I use an india ink pen. i let it dry for about an half hour before i spray or use ca finish. sometimes i'll use a woodburner to sign then go over that with the india pen, then finish...
I have a 5 pack of the chisel tips...


----------



## DKMD (May 21, 2018)

I use a wood burner pen with a 1/64 inch ball tip. Probably not economical for just signing work, but it’s useful for other pyro stuff/decoration.

Reactions: Like 1


----------



## Karda (May 21, 2018)

thats an idea thanks


----------



## Spinartist (May 21, 2018)

https://www.dickblick.com/items/21377-2001/

Permapaque markers. I've put every finish I have on it immediately after signing & it *NEVER* runs or bleeds.
Mostly I wood burn my name in.

Reactions: Like 1


----------



## ripjack13 (May 21, 2018)

Spinartist said:


> https://www.dickblick.com/items/21377-2001/
> 
> Permapaque markers. I've put every finish I have on it immediately after signing & it *NEVER* runs or bleeds.

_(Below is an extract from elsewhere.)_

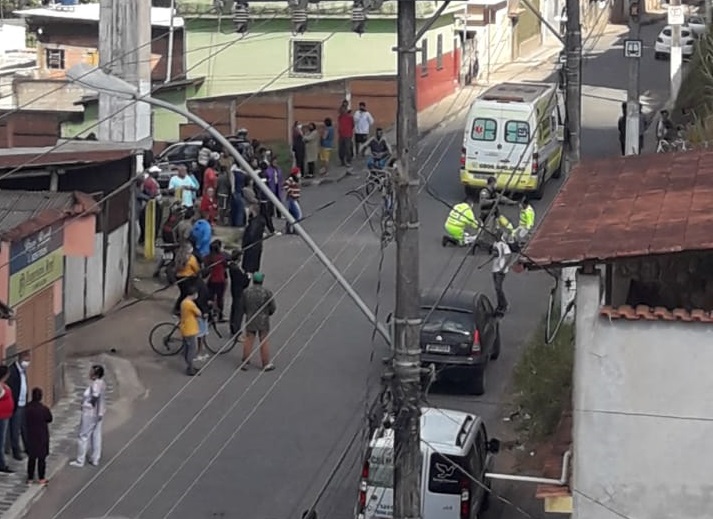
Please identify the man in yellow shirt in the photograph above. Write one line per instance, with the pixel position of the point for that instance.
(190, 328)
(187, 270)
(527, 221)
(460, 219)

I just ordered one from amazon for $4.65 shipped!

Reactions: Like 1


----------



## Karda (May 21, 2018)

ok thanks I'll see if I can find one


----------



## ripjack13 (May 21, 2018)

Karda said:


> ok thanks I'll see if I can find one



Click the amazon link in my post above....


----------



## David Hill (May 23, 2018)

Fwiw— I just use my woodburner with the pen tip. No runs— sign. #, species, year.

Reactions: Like 1


----------



## TimR (May 23, 2018)

Some good options...I use Sigma Micron archive quality pens...like a super fine Sharpie, but better. You can get individual ones at art supply stores or in assorted pack to see which size you prefer. I’ve been using the 03 size, about 1/3 mm

Reactions: Agree 2


----------



## Karda (Aug 5, 2018)

Hi, I bought a Sakura Permapaque paint marker to mark the bowls I turn, But I can't seal my signature. I mark my bowl the the following night I coat it with water based poly or shellac and they both cause the writing to blead what can I use to clear coat this marker any ideas thanks Mike


----------



## Spinartist (Aug 5, 2018)

I use oil based poly & lacquer over the markers


----------



## Mike1950 (Aug 5, 2018)

i sign-number-date and put kind of wood on every piece. sharpie.


----------



## Karda (Aug 5, 2018)

should I seal the wood first them use the pen


----------